Security

How Universities Can Cope Amid a Ransomware Perfect Storm

Comprehensive disaster recovery and business continuity architectures can help assess the risks and potential threats.

Steve Grewal is a former executive at the Education Department and is federal CTO of Cohesity.

Malicious hackers are almost always on the prowl and constantly searching for their next ransomware victim. Unfortunately, the global health crisis may have made the situation worse.

As many colleges and universities moved quickly to a remote model, the number of entry points for potential attacks increased. With the rapid evolution and proliferation of ransomware attacks, it’s becoming increasingly important for colleges and universities to embrace modern approaches to stay one step ahead of the bad guys.

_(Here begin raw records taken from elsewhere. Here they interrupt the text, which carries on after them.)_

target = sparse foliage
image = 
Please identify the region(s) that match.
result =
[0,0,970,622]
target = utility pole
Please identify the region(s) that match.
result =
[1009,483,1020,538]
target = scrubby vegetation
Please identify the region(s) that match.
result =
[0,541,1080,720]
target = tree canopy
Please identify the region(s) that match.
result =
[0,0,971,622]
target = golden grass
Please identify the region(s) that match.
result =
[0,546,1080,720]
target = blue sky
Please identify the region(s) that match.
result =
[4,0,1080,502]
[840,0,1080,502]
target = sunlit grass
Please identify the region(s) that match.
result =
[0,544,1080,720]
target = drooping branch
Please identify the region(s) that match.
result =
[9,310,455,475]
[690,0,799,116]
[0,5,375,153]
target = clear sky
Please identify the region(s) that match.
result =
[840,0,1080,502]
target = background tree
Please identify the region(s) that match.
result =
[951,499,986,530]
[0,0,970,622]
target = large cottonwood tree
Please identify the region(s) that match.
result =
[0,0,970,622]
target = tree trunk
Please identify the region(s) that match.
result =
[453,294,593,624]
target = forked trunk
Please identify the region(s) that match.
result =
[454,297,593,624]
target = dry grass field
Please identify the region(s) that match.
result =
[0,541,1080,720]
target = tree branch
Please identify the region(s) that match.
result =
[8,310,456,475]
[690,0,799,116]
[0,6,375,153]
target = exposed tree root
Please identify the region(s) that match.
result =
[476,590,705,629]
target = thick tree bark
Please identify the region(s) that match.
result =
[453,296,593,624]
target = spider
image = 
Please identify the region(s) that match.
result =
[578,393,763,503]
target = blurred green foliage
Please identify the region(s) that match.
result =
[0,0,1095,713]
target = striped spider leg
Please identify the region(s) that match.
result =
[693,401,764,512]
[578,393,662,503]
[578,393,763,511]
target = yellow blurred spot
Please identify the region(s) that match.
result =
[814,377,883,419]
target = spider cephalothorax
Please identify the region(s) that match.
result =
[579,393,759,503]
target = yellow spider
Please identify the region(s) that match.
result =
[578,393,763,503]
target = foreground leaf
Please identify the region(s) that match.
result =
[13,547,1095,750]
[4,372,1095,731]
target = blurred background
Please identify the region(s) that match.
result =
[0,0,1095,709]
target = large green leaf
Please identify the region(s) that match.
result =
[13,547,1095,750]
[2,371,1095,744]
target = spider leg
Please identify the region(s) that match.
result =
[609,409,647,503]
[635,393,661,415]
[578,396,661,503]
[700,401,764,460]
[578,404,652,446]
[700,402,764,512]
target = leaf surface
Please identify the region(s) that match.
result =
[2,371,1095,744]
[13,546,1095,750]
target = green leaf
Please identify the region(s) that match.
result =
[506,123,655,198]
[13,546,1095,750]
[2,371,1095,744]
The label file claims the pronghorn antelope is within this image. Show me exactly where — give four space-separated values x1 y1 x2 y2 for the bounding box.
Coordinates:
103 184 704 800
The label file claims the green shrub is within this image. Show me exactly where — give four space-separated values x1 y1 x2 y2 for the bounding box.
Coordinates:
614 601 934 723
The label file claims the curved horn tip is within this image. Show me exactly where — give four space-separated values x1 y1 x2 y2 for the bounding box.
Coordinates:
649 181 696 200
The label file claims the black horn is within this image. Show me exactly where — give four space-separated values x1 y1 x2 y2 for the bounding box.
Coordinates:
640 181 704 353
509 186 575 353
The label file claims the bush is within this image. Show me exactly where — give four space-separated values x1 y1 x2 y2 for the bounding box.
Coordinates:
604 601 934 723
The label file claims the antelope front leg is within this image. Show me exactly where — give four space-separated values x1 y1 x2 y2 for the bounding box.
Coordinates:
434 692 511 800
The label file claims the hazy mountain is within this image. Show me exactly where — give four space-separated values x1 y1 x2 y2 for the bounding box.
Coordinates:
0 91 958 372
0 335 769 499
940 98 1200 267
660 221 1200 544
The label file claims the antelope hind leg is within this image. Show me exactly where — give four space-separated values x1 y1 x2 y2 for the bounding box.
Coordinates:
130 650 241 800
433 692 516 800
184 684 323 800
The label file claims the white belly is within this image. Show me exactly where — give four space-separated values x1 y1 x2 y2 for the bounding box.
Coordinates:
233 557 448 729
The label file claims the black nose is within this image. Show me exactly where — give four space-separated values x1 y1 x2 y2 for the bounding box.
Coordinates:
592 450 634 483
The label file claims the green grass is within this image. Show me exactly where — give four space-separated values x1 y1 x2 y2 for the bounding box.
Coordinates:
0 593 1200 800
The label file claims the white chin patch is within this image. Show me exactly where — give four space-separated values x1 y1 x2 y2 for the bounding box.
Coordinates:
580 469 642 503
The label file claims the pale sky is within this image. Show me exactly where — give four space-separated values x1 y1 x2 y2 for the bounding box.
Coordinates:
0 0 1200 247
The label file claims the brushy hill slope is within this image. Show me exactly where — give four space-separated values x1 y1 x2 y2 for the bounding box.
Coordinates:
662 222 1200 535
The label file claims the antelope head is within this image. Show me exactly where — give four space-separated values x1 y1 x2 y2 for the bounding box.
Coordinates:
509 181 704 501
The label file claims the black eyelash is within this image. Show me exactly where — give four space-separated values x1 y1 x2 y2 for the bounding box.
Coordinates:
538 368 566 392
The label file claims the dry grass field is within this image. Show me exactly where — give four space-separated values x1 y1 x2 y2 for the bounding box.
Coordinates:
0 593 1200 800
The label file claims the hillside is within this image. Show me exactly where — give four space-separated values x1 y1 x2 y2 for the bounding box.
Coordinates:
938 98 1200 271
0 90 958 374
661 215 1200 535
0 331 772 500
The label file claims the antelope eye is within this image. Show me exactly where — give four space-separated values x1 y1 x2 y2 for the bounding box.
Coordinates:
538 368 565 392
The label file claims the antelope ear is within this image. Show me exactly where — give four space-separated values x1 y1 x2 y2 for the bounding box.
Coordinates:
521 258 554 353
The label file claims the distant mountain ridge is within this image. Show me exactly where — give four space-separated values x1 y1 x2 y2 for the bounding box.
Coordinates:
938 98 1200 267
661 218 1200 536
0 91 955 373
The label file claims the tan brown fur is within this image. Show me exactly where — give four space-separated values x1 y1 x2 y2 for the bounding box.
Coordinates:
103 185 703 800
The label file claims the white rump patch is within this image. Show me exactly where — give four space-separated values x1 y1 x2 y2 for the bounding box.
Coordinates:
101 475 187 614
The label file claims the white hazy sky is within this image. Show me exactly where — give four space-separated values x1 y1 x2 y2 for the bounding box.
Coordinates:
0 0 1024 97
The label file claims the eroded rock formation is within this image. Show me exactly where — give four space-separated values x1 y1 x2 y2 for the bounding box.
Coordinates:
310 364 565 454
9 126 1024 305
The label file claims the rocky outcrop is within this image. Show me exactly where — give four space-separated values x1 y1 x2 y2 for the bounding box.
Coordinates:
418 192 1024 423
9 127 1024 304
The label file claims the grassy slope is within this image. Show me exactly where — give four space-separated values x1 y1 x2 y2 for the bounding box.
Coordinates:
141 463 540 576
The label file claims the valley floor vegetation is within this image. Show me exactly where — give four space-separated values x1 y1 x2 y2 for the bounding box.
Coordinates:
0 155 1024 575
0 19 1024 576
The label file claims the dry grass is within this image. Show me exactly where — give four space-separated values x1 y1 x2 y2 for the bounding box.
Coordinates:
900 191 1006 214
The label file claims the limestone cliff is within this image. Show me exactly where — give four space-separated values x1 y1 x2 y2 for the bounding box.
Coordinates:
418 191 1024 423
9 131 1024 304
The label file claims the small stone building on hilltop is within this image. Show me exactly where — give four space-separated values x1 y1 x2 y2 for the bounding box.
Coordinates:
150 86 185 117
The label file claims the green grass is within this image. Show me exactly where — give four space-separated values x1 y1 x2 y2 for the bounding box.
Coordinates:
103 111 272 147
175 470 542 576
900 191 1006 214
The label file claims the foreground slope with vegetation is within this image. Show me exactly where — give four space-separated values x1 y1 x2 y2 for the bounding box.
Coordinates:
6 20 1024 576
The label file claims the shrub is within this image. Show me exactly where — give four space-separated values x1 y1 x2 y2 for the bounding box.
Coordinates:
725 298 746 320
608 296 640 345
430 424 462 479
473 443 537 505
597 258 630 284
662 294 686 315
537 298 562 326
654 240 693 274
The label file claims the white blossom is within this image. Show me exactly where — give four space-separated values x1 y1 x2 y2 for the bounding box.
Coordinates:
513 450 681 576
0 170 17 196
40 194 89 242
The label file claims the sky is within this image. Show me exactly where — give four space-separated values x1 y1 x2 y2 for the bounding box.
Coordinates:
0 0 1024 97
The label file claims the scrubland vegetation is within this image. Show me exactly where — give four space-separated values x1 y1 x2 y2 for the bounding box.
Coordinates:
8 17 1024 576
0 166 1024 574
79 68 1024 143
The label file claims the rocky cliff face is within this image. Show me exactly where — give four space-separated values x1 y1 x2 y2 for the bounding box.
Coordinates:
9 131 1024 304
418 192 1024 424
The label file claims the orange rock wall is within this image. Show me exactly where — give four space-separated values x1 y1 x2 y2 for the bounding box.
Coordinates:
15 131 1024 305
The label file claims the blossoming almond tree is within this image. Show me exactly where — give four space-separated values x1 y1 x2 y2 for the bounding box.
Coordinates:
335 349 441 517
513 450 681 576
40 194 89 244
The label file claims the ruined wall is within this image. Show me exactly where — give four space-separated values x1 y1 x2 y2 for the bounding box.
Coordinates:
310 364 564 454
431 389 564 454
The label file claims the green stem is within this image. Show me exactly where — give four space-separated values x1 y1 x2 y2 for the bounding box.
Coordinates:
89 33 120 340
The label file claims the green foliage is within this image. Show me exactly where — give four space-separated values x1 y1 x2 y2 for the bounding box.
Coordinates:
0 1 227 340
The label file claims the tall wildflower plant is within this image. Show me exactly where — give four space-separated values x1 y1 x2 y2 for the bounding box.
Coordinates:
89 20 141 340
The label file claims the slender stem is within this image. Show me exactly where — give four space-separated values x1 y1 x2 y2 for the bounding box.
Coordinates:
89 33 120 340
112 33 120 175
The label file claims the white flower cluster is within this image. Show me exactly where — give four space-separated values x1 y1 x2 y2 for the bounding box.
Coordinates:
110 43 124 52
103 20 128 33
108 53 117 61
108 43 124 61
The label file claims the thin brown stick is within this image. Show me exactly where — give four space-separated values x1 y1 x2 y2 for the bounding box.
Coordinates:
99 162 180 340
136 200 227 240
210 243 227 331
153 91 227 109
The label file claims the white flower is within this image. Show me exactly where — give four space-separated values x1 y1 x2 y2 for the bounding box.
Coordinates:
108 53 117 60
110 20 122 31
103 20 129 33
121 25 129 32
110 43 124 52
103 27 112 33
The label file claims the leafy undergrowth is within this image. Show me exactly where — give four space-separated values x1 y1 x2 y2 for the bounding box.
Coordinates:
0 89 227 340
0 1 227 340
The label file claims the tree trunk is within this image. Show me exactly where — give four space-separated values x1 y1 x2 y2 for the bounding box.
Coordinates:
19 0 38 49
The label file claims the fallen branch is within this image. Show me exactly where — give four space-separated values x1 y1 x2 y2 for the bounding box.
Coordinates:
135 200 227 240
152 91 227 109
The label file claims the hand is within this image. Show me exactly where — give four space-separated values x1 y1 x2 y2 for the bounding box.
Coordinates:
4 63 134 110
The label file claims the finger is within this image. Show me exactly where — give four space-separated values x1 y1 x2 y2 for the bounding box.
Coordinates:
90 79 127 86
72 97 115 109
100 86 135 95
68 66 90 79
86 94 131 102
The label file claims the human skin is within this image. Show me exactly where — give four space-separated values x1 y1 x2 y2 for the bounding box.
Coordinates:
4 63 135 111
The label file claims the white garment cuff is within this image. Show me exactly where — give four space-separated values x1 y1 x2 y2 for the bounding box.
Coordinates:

Gain Understanding of How Ransomware Can Infect Your University

There are a number of risk factors for ransomware attacks against universities, such as:

Lack of education and training. Many ransomware attacks begin with phishing or human error. Properly training users can prevent faculty, staff, students and the university as a whole from allowing attackers to gain access.
Sprawling and complex infrastructure. Organizations will remain targets if they don’t adequately manage and track their increasingly intricate infrastructure. Scanning backup systems and production data for exposures, permissions and configuration issues must be a key pillar of any university’s data protection strategy.
Lax security policies. Your users have to understand the risk incurred when they click on unverified links, open untrusted email attachments, give out personal data or use unfamiliar USB drives. Emphasize also that they should download only from trusted sites and use a VPN when connected to public Wi-Fi.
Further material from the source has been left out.